Batch tuning in Redpanda for optimized performance (part 2)

A practical analysis of observability tools, optimal batch sizing, and the impact of write caching

Travis Campbell

Paul Wilkinson

November 26, 2024

CopIED!

In part one of this batch tuning series, we discussed batching from first principles, how to configure batching, and what affects batch sizes. If these topics sound unfamiliar, read the first blog before you go any further.

In this second part, we dive into some practical analysis with observability tools, recommendations, and guidance when tuning. Plus, a quick detour into write caching when client-side tuning may not be possible. Lastly, we'll touch on a real-world example we recently completed with a customer.

Observability and batches

Redpanda emits Prometheus metrics for deep introspection into the cluster and workload behavior. The metrics are split between public and private groups. The private endpoint contains several metrics critical to seeing the effective batch size at the cluster and topic level.

vectorized_storage_log_written_bytes - private metric for the number of bytes written since process start
vectorized_storage_log_batches_written - private metric for the count of message batches since process start
vectorized_scheduler_queue_length – private metric for the broker's internal backlog of tasks to work through
redpanda_cpu_busy_seconds_total – public metric for evaluating CPU utilization

We can use a simple Grafana visualization with a PromQL query to turn this into the average effective batch size, breaking it down by broker, topic, and partition. Additionally, we want to check other areas, such as the batch rate per CPU core, scheduler backlog, and batches written per topic.

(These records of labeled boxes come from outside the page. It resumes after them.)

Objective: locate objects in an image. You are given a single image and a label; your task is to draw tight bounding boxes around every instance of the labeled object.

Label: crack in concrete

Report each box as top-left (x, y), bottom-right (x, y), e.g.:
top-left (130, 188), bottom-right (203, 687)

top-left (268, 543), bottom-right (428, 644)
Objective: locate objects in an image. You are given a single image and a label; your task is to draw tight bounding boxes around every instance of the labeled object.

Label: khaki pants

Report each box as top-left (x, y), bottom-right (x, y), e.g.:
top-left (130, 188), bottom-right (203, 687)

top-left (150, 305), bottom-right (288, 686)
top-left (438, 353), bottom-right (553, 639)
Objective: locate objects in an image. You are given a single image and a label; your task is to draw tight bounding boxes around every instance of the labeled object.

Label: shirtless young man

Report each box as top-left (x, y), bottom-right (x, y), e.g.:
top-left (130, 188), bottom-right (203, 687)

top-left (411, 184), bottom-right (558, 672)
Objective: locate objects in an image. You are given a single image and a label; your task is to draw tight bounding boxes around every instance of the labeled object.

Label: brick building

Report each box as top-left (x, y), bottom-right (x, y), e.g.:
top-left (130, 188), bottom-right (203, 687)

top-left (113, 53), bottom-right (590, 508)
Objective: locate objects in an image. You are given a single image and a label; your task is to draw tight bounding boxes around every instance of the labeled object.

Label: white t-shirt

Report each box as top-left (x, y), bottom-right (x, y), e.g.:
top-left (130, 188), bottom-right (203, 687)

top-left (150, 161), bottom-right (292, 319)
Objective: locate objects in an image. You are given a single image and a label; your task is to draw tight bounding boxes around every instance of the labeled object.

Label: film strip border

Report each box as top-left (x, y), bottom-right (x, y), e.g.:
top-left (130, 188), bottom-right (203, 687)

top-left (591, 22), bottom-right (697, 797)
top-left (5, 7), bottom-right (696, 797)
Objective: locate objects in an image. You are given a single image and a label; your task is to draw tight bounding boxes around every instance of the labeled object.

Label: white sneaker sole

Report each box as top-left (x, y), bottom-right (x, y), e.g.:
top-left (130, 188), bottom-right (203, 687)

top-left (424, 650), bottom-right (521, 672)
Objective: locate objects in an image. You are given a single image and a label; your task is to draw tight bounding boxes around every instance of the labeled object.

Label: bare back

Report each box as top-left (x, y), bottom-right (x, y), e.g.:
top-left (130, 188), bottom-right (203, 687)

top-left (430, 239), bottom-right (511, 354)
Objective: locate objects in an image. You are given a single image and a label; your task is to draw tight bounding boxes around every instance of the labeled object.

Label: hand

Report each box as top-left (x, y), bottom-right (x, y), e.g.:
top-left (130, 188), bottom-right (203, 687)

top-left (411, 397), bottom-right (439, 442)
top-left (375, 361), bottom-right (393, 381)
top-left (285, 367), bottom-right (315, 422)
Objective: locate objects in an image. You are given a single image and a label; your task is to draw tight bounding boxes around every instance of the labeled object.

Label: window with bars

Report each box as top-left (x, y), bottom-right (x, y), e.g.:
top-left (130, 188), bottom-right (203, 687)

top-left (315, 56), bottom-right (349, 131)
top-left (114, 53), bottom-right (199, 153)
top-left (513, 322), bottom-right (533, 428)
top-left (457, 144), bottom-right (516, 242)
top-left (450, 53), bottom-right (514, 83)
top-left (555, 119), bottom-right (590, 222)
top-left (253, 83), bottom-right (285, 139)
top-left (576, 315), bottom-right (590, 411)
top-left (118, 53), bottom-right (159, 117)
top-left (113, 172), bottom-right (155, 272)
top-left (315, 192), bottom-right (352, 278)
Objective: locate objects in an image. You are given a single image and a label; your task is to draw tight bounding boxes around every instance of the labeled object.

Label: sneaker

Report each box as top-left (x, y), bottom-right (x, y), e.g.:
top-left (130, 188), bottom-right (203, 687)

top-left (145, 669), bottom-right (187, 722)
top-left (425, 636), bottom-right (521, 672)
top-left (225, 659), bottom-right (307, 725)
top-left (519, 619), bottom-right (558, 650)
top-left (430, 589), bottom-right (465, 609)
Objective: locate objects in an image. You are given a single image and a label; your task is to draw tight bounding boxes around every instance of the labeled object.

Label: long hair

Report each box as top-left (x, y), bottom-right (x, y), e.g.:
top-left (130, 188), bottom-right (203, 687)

Average effective batch size by topic:

sum(irate(vectorized_storage_log_written_bytes{topic!~"^_.*"}[5m])) by (topic) / sum(irate(vectorized_storage_log_batches_written{topic!~"^_.}[5m])) by (topic)

Average batch write request rate per core:

sum(irate(vectorized_storage_log_batches_written{topic!~"^_.*"}[5m])) by (cluster) / count(redpanda_cpu_busy_seconds_total{}) by (cluster)

Batches written per second per topic:

sum(irate(vectorized_storage_log_batches_written{topic!~"^_.*"}[5m])) by (topic)

Size of the scheduler backlog:

sum(vectorized_scheduler_queue_length{}) by (cluster,group)

CPU utilization:

avg(deriv(redpanda_cpu_busy_seconds_total{}[5m])) by (pod,shard)

The impact of tuning

When we tune a high-performance Redpanda system, we want to take a systematic, scientific approach where one option is modified at a time, evaluated, and accepted or rejected. This lets us look at the behavior of the change and establish new baselines to work from. There are several areas to look at as tuning happens, including efficiency improvements, latency changes, controlling resource utilization, and reducing back pressure.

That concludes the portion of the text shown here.